Stream API Java 8 Parallel Processing

I have 2 sets

phraseSet contains "eiffel tower", "tokyo tower"

wordSet contains words like "eiffel" , "tower"

How do I use Java 8 parallel stream to process logic like: 1. for each item in phraseSet, tokenize it, see if all tokens exist in wordSet, if so add that item to a new set called resultSet. In this example, resultSet would contain "eiffel tower"

It's easy to do if i do using traditional for loop, but i am confused when attempting it using parallel stream, which i hope is faster too since it's processed in parallel.

3 answers

  • answered 2018-05-16 05:59 Flown

    A filter and an allMatch would be sufficient:

    Set<String> phrases = new HashSet<>(Arrays.asList("eifel tower", "tokyo tower"));
    Set<String> words = new HashSet<>(Arrays.asList("eifel", "tower"));
    Pattern delimiter = Pattern.compile("\\s+");
    
    Set<String> resultSet = phrases.parallelStream().filter(
        phrase -> delimiter.splitAsStream(phrase).allMatch(words::contains)
    ).collect(Collectors.toSet());
    

  • answered 2018-05-16 06:06 Hadi J

    You could use equals or containsAll method here.

    Set<String> resultSet = phraseSet.stream()
               .filter(s->wordSet.equals(Stream.of(s.split("\\s"))//wordSet.containsAll(...)
                      .collect(Collectors.toSet())))
               .collect(Collectors.toSet());
    

  • answered 2018-05-16 07:07 Holger

    The simplest solution would be

    Set<String> resultSet = phraseSet.stream()
        .filter(s -> wordSet.containsAll(Arrays.asList(s.split("\\s+"))))
        .collect(Collectors.toSet());
    

    You may turn this to parallel processing by replacing stream() with parallelStream(), but you would need a rather large input set to get a benefit from parallel processing.

    Note that this simple solution may do unnecessary work if you have a lot of non-matching phrases as it will create all substrings before checking whether they are contained in wordSet. A solution like Flown’s will defer the creation of the substrings, so it can be skipped when encountering a word not contained in wordSet (also known as short-circuiting).

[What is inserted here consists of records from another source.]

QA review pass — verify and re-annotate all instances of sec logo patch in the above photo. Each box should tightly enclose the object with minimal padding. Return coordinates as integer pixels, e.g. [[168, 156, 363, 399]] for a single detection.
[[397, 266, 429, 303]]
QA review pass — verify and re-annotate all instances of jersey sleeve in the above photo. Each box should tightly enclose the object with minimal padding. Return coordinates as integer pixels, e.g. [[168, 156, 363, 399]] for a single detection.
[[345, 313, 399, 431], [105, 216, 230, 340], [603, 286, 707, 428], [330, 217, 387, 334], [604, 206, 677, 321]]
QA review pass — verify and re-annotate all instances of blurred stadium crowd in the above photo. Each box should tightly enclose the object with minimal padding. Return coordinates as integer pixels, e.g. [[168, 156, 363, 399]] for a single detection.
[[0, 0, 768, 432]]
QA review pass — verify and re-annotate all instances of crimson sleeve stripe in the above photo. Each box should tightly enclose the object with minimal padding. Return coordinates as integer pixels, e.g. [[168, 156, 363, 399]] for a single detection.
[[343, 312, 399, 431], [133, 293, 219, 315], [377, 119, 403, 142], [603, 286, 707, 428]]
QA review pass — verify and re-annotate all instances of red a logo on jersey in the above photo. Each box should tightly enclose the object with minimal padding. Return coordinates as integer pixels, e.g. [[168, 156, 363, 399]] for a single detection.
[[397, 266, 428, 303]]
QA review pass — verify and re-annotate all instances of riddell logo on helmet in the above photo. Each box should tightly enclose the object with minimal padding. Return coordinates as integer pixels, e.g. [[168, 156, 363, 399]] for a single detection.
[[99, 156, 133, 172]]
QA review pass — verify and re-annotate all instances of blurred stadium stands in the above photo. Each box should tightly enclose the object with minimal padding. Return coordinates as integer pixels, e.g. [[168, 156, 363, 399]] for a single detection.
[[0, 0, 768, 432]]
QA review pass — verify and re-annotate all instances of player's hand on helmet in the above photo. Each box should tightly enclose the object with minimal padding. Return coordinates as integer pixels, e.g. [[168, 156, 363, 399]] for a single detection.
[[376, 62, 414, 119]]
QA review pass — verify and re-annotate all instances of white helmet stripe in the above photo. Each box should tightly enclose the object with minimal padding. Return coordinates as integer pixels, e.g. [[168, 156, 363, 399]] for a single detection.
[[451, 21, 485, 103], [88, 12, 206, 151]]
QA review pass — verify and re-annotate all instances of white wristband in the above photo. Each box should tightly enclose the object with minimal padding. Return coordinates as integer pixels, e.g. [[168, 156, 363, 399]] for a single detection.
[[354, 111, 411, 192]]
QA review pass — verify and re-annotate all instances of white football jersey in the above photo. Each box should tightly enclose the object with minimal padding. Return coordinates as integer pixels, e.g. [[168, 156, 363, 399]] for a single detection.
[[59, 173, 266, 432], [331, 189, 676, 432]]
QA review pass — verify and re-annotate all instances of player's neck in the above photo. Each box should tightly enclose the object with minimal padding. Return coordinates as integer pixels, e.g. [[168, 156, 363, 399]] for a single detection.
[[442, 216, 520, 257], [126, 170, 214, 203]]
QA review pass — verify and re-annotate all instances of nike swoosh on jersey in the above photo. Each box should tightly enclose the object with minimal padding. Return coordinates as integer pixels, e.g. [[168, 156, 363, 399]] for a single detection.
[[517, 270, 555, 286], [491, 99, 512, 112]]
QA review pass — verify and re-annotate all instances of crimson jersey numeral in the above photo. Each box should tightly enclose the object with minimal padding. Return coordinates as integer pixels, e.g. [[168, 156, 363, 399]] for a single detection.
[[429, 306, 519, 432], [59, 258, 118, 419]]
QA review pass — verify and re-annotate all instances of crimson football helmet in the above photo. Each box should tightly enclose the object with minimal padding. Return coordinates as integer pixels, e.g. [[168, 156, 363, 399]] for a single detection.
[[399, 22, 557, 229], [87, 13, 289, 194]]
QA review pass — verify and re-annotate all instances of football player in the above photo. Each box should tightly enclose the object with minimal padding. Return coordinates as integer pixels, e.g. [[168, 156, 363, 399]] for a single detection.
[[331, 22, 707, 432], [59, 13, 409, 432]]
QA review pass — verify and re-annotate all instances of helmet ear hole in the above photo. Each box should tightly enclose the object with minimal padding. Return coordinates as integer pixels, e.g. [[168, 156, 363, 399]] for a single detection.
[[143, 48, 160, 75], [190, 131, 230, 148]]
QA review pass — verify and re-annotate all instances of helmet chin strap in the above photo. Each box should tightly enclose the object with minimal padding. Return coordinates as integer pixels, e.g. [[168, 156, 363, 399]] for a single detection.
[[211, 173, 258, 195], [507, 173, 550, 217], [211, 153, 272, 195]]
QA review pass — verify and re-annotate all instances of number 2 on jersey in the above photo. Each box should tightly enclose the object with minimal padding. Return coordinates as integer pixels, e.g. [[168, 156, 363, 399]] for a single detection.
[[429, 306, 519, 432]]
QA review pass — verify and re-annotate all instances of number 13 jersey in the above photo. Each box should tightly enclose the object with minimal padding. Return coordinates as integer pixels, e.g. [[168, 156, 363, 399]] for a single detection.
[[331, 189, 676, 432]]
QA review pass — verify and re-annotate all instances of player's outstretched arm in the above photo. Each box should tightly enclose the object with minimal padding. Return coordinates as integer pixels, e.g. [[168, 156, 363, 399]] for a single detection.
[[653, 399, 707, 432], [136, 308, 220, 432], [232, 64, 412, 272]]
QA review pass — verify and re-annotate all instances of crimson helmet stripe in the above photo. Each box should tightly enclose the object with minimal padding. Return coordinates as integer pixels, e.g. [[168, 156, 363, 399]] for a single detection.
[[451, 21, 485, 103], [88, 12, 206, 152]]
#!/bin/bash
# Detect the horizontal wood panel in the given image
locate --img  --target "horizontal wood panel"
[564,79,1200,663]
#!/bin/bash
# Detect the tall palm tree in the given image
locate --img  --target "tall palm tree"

Another performance improvement would be moving the creation of the Pattern out of the stream processing and re-using it (a Pattern is also created behind the scenes when using a method like String.split as in above solution).

    Pattern whiteSpace = Pattern.compile("\\s+");
    Predicate<String> inWordSet = wordSet::contains;
    Set<String> resultSet = phraseSet.stream()
        .filter(phrase -> whiteSpace.splitAsStream(phrase).allMatch(inWordSet))
        .collect(Collectors.toSet());